I ain't rich.  Blessed? Yes.  But if I'm rich Donald Trump wears a rug. 

1 in 7 are poor. 

Perhaps it's no coincidence that the story broke after several loons rocked the political establishment on primary night. 

I'm not a fan of "isms."  Racism, sexism, ageism. 

Or extremism. 

Extremism is a bipartisan "movement," with adherents on all sides of the political spectrum. 

We lack moderation these days in our political discourse.  Many argue we have for a while, which makes getting together on an issue like poverty a pipe dream. 

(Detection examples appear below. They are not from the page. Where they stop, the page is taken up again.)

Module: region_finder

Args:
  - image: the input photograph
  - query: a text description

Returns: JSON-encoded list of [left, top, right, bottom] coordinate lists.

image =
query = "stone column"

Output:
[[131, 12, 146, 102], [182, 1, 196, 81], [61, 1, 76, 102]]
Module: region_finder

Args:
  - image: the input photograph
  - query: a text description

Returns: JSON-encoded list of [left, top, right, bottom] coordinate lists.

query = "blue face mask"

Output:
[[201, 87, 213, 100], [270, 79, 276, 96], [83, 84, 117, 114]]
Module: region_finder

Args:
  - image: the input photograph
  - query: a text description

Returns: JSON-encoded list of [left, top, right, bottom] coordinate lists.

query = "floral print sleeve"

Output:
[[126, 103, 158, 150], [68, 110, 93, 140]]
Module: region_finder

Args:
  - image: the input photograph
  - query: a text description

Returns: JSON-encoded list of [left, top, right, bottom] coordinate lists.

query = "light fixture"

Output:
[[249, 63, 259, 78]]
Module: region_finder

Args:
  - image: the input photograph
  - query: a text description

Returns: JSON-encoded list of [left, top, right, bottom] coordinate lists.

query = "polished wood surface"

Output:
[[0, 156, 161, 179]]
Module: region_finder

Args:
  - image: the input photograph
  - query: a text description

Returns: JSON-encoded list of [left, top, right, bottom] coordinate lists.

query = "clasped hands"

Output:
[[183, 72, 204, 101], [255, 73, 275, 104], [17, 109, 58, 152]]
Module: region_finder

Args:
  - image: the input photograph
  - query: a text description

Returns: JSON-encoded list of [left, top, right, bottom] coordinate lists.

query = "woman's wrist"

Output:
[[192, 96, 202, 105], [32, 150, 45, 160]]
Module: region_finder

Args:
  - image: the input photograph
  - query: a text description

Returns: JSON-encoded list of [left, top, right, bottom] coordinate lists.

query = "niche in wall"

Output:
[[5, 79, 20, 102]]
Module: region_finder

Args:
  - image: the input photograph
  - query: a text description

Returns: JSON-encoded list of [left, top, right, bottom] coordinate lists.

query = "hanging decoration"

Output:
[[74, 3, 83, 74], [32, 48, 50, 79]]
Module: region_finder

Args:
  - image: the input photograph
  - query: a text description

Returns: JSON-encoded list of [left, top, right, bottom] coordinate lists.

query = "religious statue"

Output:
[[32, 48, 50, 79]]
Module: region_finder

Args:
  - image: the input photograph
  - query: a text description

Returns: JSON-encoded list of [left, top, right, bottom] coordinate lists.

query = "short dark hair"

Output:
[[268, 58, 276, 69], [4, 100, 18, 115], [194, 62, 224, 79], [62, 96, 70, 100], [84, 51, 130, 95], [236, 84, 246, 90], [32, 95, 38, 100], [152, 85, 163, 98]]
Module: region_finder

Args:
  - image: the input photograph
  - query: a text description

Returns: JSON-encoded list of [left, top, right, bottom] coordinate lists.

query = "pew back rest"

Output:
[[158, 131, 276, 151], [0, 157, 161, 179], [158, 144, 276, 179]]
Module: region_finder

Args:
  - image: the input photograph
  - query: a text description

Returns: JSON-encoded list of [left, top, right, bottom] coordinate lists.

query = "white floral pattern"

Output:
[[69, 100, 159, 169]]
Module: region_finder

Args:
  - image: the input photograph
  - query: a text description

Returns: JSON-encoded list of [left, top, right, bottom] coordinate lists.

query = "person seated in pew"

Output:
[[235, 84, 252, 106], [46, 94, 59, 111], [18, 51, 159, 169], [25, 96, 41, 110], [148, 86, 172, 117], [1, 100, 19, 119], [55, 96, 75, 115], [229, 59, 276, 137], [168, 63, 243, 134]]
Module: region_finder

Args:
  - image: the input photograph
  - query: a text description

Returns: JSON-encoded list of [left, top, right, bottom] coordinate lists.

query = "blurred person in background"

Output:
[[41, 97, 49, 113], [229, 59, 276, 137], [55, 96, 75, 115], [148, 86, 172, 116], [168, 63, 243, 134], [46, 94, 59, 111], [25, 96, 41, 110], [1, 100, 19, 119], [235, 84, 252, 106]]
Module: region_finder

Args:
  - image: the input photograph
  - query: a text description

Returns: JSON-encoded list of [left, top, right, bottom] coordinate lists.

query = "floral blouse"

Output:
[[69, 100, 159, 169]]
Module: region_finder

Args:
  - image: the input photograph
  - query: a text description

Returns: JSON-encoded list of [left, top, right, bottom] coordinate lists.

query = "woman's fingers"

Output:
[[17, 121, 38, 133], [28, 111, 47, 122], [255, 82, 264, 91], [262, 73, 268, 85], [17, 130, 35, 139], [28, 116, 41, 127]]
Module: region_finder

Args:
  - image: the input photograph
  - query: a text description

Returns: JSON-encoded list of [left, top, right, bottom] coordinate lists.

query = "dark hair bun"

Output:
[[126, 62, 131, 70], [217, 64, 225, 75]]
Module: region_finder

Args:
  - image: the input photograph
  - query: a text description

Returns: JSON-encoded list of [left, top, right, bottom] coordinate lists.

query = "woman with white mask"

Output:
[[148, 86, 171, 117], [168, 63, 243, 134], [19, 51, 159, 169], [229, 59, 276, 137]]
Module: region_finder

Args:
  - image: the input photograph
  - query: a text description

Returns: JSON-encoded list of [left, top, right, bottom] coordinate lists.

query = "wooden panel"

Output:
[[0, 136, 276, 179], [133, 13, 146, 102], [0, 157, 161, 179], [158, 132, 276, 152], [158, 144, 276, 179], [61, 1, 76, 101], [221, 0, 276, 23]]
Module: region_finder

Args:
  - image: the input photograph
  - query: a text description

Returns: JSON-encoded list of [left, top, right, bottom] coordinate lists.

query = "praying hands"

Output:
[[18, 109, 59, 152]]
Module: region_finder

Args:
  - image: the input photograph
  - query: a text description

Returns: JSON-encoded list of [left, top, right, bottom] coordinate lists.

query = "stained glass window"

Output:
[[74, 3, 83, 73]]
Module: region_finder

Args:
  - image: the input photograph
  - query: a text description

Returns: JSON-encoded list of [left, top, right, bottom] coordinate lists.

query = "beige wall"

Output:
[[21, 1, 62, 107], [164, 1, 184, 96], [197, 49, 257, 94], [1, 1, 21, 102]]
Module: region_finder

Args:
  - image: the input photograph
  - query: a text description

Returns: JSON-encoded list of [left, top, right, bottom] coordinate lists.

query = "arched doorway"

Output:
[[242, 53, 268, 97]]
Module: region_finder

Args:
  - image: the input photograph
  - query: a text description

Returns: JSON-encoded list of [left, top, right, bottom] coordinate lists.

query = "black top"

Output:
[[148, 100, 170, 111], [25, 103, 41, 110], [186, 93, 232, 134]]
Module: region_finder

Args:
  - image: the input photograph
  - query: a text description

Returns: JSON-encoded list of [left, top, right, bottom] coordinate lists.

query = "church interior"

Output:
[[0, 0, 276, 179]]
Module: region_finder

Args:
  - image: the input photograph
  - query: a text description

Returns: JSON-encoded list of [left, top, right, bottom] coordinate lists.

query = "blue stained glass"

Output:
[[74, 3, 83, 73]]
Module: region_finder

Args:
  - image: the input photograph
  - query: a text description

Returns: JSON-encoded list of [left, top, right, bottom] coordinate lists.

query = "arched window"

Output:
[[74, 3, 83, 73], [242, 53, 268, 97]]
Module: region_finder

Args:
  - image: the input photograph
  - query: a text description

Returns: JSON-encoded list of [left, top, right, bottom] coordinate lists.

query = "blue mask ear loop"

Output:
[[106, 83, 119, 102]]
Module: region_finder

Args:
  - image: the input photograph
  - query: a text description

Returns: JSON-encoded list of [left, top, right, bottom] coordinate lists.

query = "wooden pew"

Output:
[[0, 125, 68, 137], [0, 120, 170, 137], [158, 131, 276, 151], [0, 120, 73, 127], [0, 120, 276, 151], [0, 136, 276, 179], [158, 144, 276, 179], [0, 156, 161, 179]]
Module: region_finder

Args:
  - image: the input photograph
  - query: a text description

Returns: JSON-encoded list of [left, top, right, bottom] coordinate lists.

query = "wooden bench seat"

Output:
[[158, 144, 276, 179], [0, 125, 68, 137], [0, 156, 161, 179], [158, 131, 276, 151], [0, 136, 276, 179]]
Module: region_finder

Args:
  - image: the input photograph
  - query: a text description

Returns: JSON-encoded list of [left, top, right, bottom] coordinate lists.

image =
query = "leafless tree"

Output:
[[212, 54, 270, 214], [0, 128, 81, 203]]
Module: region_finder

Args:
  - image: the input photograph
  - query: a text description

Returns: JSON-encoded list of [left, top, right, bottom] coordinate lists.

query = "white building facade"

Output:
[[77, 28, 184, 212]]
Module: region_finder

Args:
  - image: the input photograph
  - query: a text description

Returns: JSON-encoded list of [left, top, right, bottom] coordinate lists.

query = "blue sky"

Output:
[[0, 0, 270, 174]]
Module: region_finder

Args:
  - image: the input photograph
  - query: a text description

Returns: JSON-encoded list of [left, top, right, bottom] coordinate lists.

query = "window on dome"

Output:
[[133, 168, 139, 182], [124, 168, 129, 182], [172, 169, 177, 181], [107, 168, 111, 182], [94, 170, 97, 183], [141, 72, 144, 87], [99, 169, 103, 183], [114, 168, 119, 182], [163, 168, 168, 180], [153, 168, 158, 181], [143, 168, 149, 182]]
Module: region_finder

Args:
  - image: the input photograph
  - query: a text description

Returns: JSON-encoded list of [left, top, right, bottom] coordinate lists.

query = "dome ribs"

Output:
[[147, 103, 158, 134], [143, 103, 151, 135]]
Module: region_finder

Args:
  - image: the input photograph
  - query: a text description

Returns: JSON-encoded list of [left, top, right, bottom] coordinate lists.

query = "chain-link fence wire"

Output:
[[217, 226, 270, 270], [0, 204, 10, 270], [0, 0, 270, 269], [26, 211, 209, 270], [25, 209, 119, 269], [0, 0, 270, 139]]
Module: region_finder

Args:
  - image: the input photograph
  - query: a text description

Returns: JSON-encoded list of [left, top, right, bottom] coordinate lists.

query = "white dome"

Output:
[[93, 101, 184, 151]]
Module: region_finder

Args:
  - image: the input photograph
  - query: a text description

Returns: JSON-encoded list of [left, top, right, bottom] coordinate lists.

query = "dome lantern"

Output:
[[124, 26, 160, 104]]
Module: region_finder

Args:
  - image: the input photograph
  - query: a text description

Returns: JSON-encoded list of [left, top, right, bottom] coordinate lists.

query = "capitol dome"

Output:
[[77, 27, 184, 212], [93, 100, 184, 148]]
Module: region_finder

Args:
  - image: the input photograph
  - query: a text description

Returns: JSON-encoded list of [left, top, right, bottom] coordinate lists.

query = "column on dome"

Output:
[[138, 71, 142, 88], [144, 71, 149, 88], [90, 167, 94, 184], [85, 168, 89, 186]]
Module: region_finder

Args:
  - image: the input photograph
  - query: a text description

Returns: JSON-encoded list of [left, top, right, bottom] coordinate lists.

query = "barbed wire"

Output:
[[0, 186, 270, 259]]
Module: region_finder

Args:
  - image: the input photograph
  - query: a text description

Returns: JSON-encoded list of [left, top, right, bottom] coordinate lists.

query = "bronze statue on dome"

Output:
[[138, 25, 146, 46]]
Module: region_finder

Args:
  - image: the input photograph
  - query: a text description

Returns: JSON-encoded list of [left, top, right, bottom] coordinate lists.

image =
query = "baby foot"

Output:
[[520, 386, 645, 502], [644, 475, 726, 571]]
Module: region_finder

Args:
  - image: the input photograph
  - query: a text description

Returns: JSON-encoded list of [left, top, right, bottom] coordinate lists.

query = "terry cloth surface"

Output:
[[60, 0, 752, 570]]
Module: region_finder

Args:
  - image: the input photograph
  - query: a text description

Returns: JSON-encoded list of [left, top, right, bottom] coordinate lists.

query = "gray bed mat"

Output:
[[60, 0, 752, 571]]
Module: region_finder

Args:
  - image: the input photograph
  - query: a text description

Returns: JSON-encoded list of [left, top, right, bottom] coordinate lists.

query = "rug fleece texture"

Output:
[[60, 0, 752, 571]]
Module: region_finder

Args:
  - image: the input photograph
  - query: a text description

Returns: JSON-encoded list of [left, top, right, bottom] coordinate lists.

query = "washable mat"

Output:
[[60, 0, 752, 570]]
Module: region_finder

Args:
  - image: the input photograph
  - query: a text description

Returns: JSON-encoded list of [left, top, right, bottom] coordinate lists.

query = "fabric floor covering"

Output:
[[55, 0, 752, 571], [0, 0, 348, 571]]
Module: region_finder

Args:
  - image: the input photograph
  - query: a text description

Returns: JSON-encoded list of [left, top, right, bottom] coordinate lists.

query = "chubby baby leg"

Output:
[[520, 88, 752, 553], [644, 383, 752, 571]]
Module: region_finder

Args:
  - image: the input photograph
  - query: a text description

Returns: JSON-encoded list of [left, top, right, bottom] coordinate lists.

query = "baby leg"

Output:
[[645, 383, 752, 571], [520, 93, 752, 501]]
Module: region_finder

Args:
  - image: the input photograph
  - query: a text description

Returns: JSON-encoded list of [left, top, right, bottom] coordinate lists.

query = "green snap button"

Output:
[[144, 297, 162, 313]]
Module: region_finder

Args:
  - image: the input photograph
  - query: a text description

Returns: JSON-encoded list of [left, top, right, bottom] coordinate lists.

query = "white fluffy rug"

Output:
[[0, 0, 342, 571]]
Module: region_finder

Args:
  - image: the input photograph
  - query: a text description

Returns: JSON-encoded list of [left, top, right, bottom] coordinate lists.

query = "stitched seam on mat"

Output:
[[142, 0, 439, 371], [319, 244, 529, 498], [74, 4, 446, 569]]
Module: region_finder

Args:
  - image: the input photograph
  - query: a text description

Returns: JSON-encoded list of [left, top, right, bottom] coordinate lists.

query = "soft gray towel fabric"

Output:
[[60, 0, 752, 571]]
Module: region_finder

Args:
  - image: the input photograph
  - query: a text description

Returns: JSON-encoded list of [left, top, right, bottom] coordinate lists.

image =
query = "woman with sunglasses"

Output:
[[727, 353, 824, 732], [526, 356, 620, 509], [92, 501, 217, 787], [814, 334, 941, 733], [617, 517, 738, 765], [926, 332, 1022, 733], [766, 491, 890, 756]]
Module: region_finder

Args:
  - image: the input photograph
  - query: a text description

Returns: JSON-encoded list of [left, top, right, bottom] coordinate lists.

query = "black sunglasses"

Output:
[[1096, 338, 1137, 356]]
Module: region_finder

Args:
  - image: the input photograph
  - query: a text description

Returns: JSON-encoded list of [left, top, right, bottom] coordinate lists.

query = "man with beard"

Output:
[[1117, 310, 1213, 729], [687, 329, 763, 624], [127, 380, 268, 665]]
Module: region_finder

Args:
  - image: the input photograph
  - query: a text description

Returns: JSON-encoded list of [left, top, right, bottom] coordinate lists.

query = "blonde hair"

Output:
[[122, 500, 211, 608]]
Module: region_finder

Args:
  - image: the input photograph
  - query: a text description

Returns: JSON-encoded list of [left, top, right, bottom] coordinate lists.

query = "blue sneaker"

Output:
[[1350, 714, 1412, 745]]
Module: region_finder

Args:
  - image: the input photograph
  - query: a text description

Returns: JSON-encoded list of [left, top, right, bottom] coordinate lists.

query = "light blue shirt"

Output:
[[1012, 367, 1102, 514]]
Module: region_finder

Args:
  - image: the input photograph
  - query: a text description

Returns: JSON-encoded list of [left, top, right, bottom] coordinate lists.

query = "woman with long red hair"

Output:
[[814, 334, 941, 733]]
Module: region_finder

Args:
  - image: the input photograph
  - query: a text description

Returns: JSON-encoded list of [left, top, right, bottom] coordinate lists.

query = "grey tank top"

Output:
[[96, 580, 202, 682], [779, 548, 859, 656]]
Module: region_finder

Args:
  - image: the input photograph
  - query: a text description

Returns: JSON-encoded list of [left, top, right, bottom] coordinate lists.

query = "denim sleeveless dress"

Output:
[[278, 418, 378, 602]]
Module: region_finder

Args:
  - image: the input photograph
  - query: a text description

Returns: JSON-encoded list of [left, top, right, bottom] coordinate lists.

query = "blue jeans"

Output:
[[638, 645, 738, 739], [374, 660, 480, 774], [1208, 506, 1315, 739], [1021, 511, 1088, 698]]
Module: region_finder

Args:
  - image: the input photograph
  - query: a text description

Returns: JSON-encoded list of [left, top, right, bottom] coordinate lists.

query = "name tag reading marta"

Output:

Lots to consider in combating poverty, but I tend to simplify it with three main factors:

1.  We spend a ton of money to educate our kids, who overall fall short of other industrialized nations in science and math.  But we spend much less in poor areas due to funding heavily reliant of property taxes. 

2.  Kids who grow up in single parent homes are victimized by a welfare system that still punishes families for sticking together. 

3.  Kids who grow up in cities face crumbling roads, schools and infrastructure.  The race to suburbia has left many who can find a job either unable to get there or faced with hours of public commuting.

A commitment to rail lines and buses would be great (A transportation "Marshall Plan"?), except there's no cash. 

And the problem isn't limited to cities.  The face of poverty is rural, urban, and sadly American. 

What would you do to combat poverty?  I would love to hear from you.


  1. Is it a coincidence that extremitsm is the child of ignorance and by all measures our educational system pales in comparison to other industrialized nations. More specifically, our students have little interest in learning and parents little interest in teaching. Is it a coincidence that ignorance shrinks economic options and we are becoming a nation of significant poverty?
    I think not.
    Edward Lack

  2. well said Ed.

    Kids are born with an inate thirst for learning, too often squashed by negative influences in our society.

    If it "takes a village" to raise a child, we need to do a better job caring about and for each other.